Sobre o carnaval, é mesmo uma festa que reúne fantasias, histórias, mitos e lendas. Quanto ao ciclo de debates do Instituto Histórico e Geográfico do Maranhão, que prioriza a questão da fundação de São Luís, o que poderia ser uma ocorrência esclarecedora como um amplo processo de debate pautado no princípio da objetividade científica, uma vez que essa problemática foi (re)colocada na esfera da mitologia, nos parece mais uma peça a serviço da negação do esclarecimento, pois o lema impresso nos cartazes, folderes e peças publicitárias do IHGM vaticina: A cidade do Maranhão – uma história de 400 anos.

Ora, a própria referência a São Luís como “a cidade do Maranhão” é a representação da “ideologia da singularidade ludovicense” construída no século 19, mas que ainda hoje confunde a mente de muita gente e contribui para manter a cidade de São Luís diferenciada e distanciada das outras regiões do estado e do Brasil.

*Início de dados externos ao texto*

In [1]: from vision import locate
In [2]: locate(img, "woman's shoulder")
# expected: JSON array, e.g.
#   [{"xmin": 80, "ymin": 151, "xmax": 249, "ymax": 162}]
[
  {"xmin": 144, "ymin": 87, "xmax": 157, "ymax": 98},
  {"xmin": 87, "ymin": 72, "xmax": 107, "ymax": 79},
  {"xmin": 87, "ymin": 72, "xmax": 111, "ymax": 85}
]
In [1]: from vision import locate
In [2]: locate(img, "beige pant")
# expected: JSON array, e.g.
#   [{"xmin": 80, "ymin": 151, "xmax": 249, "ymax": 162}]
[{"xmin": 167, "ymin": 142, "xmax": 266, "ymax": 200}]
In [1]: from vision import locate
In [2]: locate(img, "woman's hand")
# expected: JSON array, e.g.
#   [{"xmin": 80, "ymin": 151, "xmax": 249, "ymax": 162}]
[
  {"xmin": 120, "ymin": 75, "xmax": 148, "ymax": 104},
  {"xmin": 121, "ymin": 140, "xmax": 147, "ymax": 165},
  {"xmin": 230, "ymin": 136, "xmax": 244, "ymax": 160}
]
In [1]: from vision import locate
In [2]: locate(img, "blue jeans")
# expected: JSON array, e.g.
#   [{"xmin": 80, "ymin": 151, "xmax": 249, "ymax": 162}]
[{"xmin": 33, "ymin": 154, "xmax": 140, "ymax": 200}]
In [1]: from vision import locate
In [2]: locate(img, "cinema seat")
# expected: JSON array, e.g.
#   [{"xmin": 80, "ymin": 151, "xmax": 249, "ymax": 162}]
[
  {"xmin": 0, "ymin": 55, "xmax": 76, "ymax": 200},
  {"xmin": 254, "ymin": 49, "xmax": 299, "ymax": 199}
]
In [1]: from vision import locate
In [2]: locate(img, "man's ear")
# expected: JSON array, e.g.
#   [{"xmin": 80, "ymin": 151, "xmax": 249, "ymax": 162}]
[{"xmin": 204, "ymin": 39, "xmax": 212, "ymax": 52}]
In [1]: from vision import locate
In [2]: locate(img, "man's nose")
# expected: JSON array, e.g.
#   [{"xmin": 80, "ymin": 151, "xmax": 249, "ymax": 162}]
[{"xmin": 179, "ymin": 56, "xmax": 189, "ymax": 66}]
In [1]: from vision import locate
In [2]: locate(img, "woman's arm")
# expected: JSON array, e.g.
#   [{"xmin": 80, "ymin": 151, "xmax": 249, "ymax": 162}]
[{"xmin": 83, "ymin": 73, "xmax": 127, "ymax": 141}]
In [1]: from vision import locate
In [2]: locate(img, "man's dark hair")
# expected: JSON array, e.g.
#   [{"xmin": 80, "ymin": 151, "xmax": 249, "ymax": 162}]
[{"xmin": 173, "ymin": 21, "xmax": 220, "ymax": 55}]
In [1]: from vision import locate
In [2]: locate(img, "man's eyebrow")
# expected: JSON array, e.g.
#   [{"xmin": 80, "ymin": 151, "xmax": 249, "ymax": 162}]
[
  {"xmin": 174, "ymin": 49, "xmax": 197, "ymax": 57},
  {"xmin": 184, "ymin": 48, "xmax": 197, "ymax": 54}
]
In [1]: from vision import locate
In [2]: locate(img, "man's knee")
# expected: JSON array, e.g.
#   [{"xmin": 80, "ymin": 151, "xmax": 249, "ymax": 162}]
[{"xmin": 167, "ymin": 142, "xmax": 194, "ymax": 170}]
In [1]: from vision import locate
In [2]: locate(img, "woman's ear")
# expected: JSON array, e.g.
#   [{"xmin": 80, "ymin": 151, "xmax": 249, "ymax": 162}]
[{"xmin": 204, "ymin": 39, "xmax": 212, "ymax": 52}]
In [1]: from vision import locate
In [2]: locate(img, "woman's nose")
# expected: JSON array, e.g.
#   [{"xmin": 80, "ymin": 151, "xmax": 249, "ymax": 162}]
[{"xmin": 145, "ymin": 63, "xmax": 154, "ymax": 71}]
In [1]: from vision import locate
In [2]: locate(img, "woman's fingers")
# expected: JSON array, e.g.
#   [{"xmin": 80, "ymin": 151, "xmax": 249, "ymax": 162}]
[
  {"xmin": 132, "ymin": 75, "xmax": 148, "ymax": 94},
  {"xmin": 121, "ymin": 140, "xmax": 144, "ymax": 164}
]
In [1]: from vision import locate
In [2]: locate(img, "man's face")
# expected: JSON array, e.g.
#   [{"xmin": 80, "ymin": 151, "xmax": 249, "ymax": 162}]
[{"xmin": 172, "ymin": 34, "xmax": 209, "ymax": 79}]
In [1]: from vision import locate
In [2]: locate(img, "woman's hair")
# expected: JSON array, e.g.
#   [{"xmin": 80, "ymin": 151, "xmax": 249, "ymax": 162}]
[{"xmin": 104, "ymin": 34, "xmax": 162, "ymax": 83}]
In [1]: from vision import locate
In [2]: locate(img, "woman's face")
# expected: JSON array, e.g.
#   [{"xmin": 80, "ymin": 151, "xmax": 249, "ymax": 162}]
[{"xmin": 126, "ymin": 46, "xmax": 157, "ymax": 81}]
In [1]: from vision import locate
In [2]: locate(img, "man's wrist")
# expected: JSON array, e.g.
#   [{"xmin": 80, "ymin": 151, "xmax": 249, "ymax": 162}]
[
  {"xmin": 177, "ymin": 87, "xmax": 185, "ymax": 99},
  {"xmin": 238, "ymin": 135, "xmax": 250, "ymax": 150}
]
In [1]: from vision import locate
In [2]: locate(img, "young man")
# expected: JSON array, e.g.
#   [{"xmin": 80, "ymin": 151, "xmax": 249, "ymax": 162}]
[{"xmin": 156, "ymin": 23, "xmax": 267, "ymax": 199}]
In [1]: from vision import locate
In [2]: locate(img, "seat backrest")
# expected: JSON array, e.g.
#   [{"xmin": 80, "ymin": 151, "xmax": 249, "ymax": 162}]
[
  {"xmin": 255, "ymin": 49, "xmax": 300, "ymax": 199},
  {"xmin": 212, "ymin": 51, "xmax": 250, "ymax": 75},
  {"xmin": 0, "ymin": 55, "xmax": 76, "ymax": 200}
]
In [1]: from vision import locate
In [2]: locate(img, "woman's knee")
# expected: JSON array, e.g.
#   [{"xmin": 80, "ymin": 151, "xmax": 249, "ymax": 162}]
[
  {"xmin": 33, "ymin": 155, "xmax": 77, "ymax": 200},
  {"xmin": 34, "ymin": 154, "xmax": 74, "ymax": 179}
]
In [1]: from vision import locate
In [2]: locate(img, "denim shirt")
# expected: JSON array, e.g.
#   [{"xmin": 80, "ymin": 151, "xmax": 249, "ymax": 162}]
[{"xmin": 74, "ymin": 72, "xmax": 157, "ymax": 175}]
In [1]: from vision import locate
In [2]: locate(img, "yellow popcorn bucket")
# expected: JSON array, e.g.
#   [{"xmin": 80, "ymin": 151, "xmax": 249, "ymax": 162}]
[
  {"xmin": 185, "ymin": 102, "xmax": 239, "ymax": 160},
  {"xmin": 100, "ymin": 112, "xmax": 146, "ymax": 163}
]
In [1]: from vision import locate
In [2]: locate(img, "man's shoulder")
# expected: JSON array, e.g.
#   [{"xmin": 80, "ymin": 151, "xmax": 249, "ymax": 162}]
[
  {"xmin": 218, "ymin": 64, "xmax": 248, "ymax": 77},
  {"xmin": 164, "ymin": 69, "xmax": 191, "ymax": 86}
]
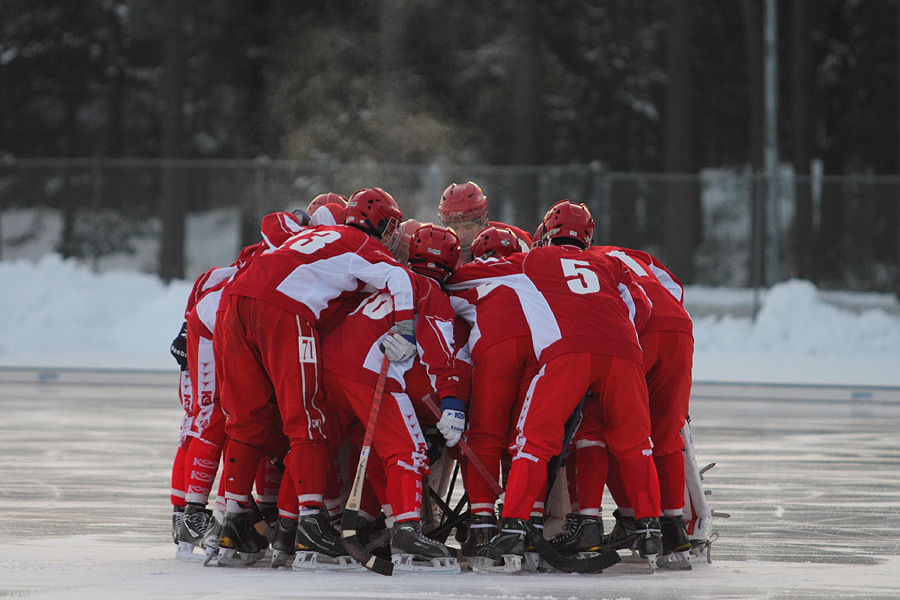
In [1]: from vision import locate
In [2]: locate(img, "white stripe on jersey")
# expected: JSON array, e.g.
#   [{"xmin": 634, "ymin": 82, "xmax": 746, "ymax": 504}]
[
  {"xmin": 275, "ymin": 251, "xmax": 414, "ymax": 319},
  {"xmin": 195, "ymin": 288, "xmax": 223, "ymax": 334},
  {"xmin": 447, "ymin": 274, "xmax": 561, "ymax": 362},
  {"xmin": 649, "ymin": 263, "xmax": 683, "ymax": 302}
]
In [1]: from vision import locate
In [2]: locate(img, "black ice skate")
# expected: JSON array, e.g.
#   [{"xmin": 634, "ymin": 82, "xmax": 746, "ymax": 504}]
[
  {"xmin": 460, "ymin": 514, "xmax": 498, "ymax": 560},
  {"xmin": 600, "ymin": 509, "xmax": 636, "ymax": 551},
  {"xmin": 176, "ymin": 503, "xmax": 211, "ymax": 561},
  {"xmin": 269, "ymin": 517, "xmax": 297, "ymax": 568},
  {"xmin": 633, "ymin": 516, "xmax": 662, "ymax": 571},
  {"xmin": 171, "ymin": 506, "xmax": 184, "ymax": 545},
  {"xmin": 217, "ymin": 510, "xmax": 268, "ymax": 567},
  {"xmin": 658, "ymin": 514, "xmax": 692, "ymax": 570},
  {"xmin": 292, "ymin": 511, "xmax": 363, "ymax": 572},
  {"xmin": 389, "ymin": 520, "xmax": 460, "ymax": 574},
  {"xmin": 201, "ymin": 510, "xmax": 224, "ymax": 566},
  {"xmin": 549, "ymin": 513, "xmax": 604, "ymax": 556},
  {"xmin": 469, "ymin": 518, "xmax": 527, "ymax": 574}
]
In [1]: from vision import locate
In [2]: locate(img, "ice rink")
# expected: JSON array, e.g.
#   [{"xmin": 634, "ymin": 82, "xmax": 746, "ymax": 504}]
[{"xmin": 1, "ymin": 368, "xmax": 899, "ymax": 600}]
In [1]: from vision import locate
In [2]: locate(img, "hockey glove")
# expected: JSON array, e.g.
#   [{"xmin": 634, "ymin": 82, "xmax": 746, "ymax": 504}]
[
  {"xmin": 170, "ymin": 321, "xmax": 188, "ymax": 371},
  {"xmin": 381, "ymin": 331, "xmax": 416, "ymax": 362},
  {"xmin": 291, "ymin": 208, "xmax": 311, "ymax": 227},
  {"xmin": 436, "ymin": 396, "xmax": 466, "ymax": 447}
]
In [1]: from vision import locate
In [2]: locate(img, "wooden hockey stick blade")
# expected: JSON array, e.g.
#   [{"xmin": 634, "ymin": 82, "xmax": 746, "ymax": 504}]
[
  {"xmin": 341, "ymin": 507, "xmax": 393, "ymax": 576},
  {"xmin": 525, "ymin": 522, "xmax": 621, "ymax": 573}
]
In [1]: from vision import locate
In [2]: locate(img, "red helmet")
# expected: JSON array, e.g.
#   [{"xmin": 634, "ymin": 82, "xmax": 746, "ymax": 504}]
[
  {"xmin": 345, "ymin": 188, "xmax": 403, "ymax": 253},
  {"xmin": 539, "ymin": 199, "xmax": 594, "ymax": 249},
  {"xmin": 407, "ymin": 224, "xmax": 461, "ymax": 281},
  {"xmin": 394, "ymin": 218, "xmax": 422, "ymax": 264},
  {"xmin": 309, "ymin": 203, "xmax": 346, "ymax": 226},
  {"xmin": 469, "ymin": 226, "xmax": 521, "ymax": 261},
  {"xmin": 260, "ymin": 211, "xmax": 303, "ymax": 249},
  {"xmin": 532, "ymin": 222, "xmax": 546, "ymax": 248},
  {"xmin": 307, "ymin": 192, "xmax": 348, "ymax": 215},
  {"xmin": 438, "ymin": 181, "xmax": 488, "ymax": 227}
]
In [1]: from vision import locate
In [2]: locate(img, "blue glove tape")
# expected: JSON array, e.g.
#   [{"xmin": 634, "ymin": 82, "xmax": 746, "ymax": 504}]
[{"xmin": 440, "ymin": 396, "xmax": 465, "ymax": 413}]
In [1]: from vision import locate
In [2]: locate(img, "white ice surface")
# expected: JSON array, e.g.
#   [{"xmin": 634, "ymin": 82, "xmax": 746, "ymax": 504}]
[{"xmin": 2, "ymin": 383, "xmax": 899, "ymax": 600}]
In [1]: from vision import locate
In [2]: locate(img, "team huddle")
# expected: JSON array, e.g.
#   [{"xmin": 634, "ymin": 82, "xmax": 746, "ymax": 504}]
[{"xmin": 167, "ymin": 182, "xmax": 714, "ymax": 575}]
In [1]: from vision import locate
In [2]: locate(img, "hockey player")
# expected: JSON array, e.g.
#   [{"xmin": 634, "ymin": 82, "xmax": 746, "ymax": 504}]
[
  {"xmin": 437, "ymin": 182, "xmax": 531, "ymax": 262},
  {"xmin": 445, "ymin": 224, "xmax": 536, "ymax": 563},
  {"xmin": 307, "ymin": 192, "xmax": 348, "ymax": 215},
  {"xmin": 213, "ymin": 187, "xmax": 417, "ymax": 567},
  {"xmin": 579, "ymin": 245, "xmax": 695, "ymax": 569},
  {"xmin": 316, "ymin": 223, "xmax": 464, "ymax": 573},
  {"xmin": 446, "ymin": 200, "xmax": 663, "ymax": 573},
  {"xmin": 173, "ymin": 211, "xmax": 308, "ymax": 560}
]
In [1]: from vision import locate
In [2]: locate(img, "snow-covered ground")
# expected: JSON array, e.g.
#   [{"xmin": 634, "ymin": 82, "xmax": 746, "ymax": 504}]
[{"xmin": 2, "ymin": 252, "xmax": 899, "ymax": 387}]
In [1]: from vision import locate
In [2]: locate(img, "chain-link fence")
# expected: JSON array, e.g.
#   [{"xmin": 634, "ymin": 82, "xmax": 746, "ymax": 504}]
[{"xmin": 1, "ymin": 158, "xmax": 898, "ymax": 294}]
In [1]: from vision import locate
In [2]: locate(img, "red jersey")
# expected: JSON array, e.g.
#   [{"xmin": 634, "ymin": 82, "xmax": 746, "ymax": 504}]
[
  {"xmin": 321, "ymin": 272, "xmax": 459, "ymax": 399},
  {"xmin": 184, "ymin": 211, "xmax": 307, "ymax": 327},
  {"xmin": 446, "ymin": 245, "xmax": 651, "ymax": 365},
  {"xmin": 226, "ymin": 224, "xmax": 417, "ymax": 326},
  {"xmin": 446, "ymin": 268, "xmax": 532, "ymax": 364},
  {"xmin": 594, "ymin": 246, "xmax": 692, "ymax": 336}
]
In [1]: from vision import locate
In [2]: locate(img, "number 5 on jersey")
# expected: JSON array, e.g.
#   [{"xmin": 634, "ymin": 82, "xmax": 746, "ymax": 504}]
[{"xmin": 561, "ymin": 258, "xmax": 600, "ymax": 294}]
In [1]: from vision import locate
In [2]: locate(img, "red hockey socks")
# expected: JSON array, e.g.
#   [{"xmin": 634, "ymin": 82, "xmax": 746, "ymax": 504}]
[
  {"xmin": 573, "ymin": 443, "xmax": 609, "ymax": 514},
  {"xmin": 222, "ymin": 439, "xmax": 262, "ymax": 510},
  {"xmin": 654, "ymin": 449, "xmax": 686, "ymax": 512},
  {"xmin": 170, "ymin": 442, "xmax": 189, "ymax": 507},
  {"xmin": 501, "ymin": 458, "xmax": 547, "ymax": 520},
  {"xmin": 288, "ymin": 440, "xmax": 328, "ymax": 512},
  {"xmin": 386, "ymin": 467, "xmax": 423, "ymax": 522},
  {"xmin": 183, "ymin": 438, "xmax": 222, "ymax": 505}
]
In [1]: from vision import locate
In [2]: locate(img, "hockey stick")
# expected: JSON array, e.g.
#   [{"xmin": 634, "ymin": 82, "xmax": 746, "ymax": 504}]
[
  {"xmin": 544, "ymin": 393, "xmax": 586, "ymax": 505},
  {"xmin": 420, "ymin": 394, "xmax": 619, "ymax": 573},
  {"xmin": 340, "ymin": 354, "xmax": 394, "ymax": 576}
]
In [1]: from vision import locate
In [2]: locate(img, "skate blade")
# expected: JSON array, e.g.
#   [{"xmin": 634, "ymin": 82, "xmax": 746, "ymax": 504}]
[
  {"xmin": 644, "ymin": 553, "xmax": 658, "ymax": 573},
  {"xmin": 390, "ymin": 554, "xmax": 460, "ymax": 574},
  {"xmin": 175, "ymin": 541, "xmax": 204, "ymax": 561},
  {"xmin": 658, "ymin": 550, "xmax": 692, "ymax": 571},
  {"xmin": 270, "ymin": 549, "xmax": 295, "ymax": 569},
  {"xmin": 468, "ymin": 554, "xmax": 523, "ymax": 574},
  {"xmin": 216, "ymin": 547, "xmax": 265, "ymax": 567},
  {"xmin": 523, "ymin": 551, "xmax": 554, "ymax": 572},
  {"xmin": 291, "ymin": 551, "xmax": 365, "ymax": 572}
]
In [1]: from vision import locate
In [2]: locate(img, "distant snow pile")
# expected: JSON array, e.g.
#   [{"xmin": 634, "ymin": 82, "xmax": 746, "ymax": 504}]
[
  {"xmin": 0, "ymin": 256, "xmax": 898, "ymax": 385},
  {"xmin": 0, "ymin": 254, "xmax": 191, "ymax": 369},
  {"xmin": 692, "ymin": 279, "xmax": 900, "ymax": 356}
]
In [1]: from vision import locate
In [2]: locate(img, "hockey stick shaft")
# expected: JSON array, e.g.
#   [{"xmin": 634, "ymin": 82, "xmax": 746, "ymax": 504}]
[
  {"xmin": 544, "ymin": 394, "xmax": 586, "ymax": 504},
  {"xmin": 341, "ymin": 354, "xmax": 394, "ymax": 576},
  {"xmin": 420, "ymin": 393, "xmax": 502, "ymax": 497}
]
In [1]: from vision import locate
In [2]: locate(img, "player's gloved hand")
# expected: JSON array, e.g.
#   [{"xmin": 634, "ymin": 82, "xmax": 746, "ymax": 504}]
[
  {"xmin": 170, "ymin": 321, "xmax": 188, "ymax": 371},
  {"xmin": 291, "ymin": 208, "xmax": 311, "ymax": 227},
  {"xmin": 381, "ymin": 331, "xmax": 416, "ymax": 362},
  {"xmin": 436, "ymin": 397, "xmax": 465, "ymax": 447}
]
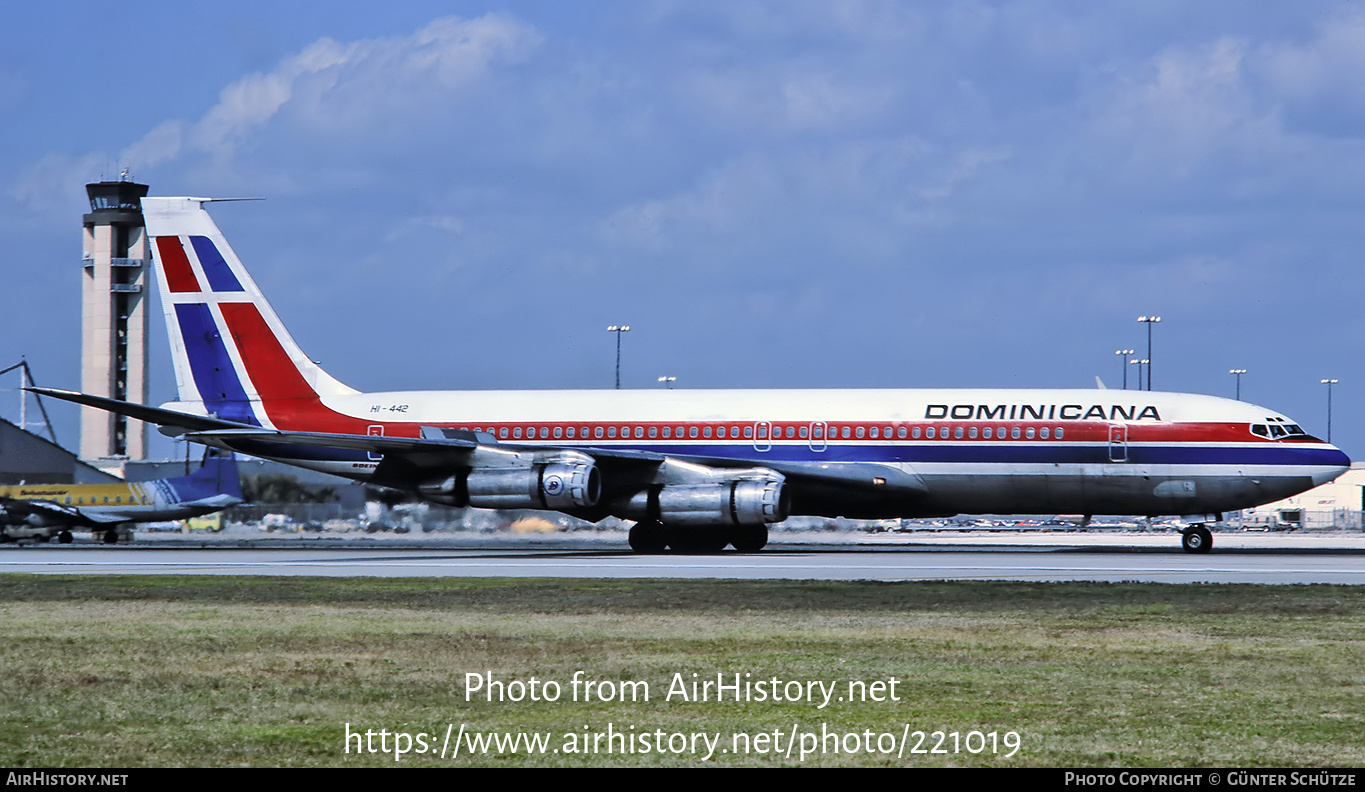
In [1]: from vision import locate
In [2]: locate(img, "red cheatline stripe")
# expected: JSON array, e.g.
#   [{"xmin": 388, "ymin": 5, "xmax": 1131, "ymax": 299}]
[{"xmin": 154, "ymin": 237, "xmax": 201, "ymax": 293}]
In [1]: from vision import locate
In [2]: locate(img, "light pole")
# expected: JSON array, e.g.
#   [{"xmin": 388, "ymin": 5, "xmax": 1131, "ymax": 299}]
[
  {"xmin": 1116, "ymin": 349, "xmax": 1134, "ymax": 389},
  {"xmin": 1229, "ymin": 369, "xmax": 1246, "ymax": 401},
  {"xmin": 657, "ymin": 376, "xmax": 676, "ymax": 389},
  {"xmin": 607, "ymin": 325, "xmax": 630, "ymax": 389},
  {"xmin": 1321, "ymin": 378, "xmax": 1339, "ymax": 442},
  {"xmin": 1132, "ymin": 358, "xmax": 1149, "ymax": 391},
  {"xmin": 1137, "ymin": 316, "xmax": 1161, "ymax": 391}
]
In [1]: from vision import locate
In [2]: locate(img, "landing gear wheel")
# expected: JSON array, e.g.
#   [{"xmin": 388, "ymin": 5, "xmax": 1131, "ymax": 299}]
[
  {"xmin": 729, "ymin": 525, "xmax": 768, "ymax": 552},
  {"xmin": 628, "ymin": 521, "xmax": 669, "ymax": 554},
  {"xmin": 1181, "ymin": 524, "xmax": 1212, "ymax": 554},
  {"xmin": 103, "ymin": 529, "xmax": 119, "ymax": 545},
  {"xmin": 668, "ymin": 527, "xmax": 729, "ymax": 554},
  {"xmin": 58, "ymin": 531, "xmax": 73, "ymax": 544}
]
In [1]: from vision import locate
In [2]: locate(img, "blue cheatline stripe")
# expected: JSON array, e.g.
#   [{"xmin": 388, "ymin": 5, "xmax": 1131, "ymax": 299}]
[
  {"xmin": 228, "ymin": 436, "xmax": 1347, "ymax": 470},
  {"xmin": 189, "ymin": 236, "xmax": 244, "ymax": 292},
  {"xmin": 449, "ymin": 442, "xmax": 1345, "ymax": 468},
  {"xmin": 174, "ymin": 303, "xmax": 260, "ymax": 426}
]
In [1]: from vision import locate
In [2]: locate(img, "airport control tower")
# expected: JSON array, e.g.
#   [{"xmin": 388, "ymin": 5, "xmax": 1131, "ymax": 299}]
[{"xmin": 80, "ymin": 175, "xmax": 150, "ymax": 467}]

E quando diz “uma história de 400 anos” – embora admita outras “conclusões possíveis” – o IHGM já deixa claro o partido que defende.

Conclui-se finalmente que a “fundação de São Luís” como fato histórico está fora de questão, a contenda é outra. “O que importa é o que se diz”, ou seja, o problema é o enunciado, o discurso. Um discurso de caráter mitológico. Entretanto, embora se encontre desamparado no âmbito da mitologia tradicional, como mito moderno se apresenta associado a uma ideologia (singularidade) local. E, pressupondo que nesta combinação não há neutralidade e cada um desempenha suas funções interferindo em vários aspectos importantes da realidade humana, conclui-se que seguir tal enunciado é uma escolha política. E assim, para além do salutar aspecto teórico, adotar a missa como mito de fundação ou adotar o mito moderno como versão histórica é uma escolha que não se deve reduzir ao refinamento cultural de alguns “iluminados” que contemplam o mundo com a pura luz da razão. Quanto à ideologia da singularidade ludovicense, que pelo viés da cultura procura justificar o “isolamento” de São Luís, é outro problema.
São Luís, MA. Fevereiro de 2012.

Notas

(1) Graduando do curso de Filosofia / Universidade Federal do Maranhão.
(2) São Luizense ou ludovicense é adjetivo gentílico de quem nasce ou está radicado em São Luís. Vem do latim Ludovico, relativo ao nome próprio Luís. In Borralho, José Henrique de Paula. Uma Atenas Equinocial: a literatura e a fundação de um Maranhão no Império brasileiro. São Luís: Edfunc, 2010.
(3) “O Enunciado Ludovicense – outro olhar sobre a fundação de São Luís”, apresentado por este autor no Instituto Histórico Geográfico do Maranhão (IHGM) em julho de 2011.
(4) Professora aposentada da Universidade Federal do MA. (UFMA) e da Universidade Estadual do MA. (UEMA). Graduada em Direito e História, publicou os livros Educação na Baixada Maranhense 1828-1889 (1982); A Fundação Francesa de São Luís e seus mitos (2001); A Campanha da Produção 1948-1958 (2004) e Jerônimo de Albuquerque: guerra e fundação no Brasil colonial (2006).
(5) Ver artigo “Os estilhaços”: debate intelectual sobre a fundação francesa de São Luís do Maranhão, de Jhonatan Uelson Pereira Sousa. Disponível em www.outrostempos.uema.br/Volume04/vol04art08.pdf. Acesso em 14/jul/2011.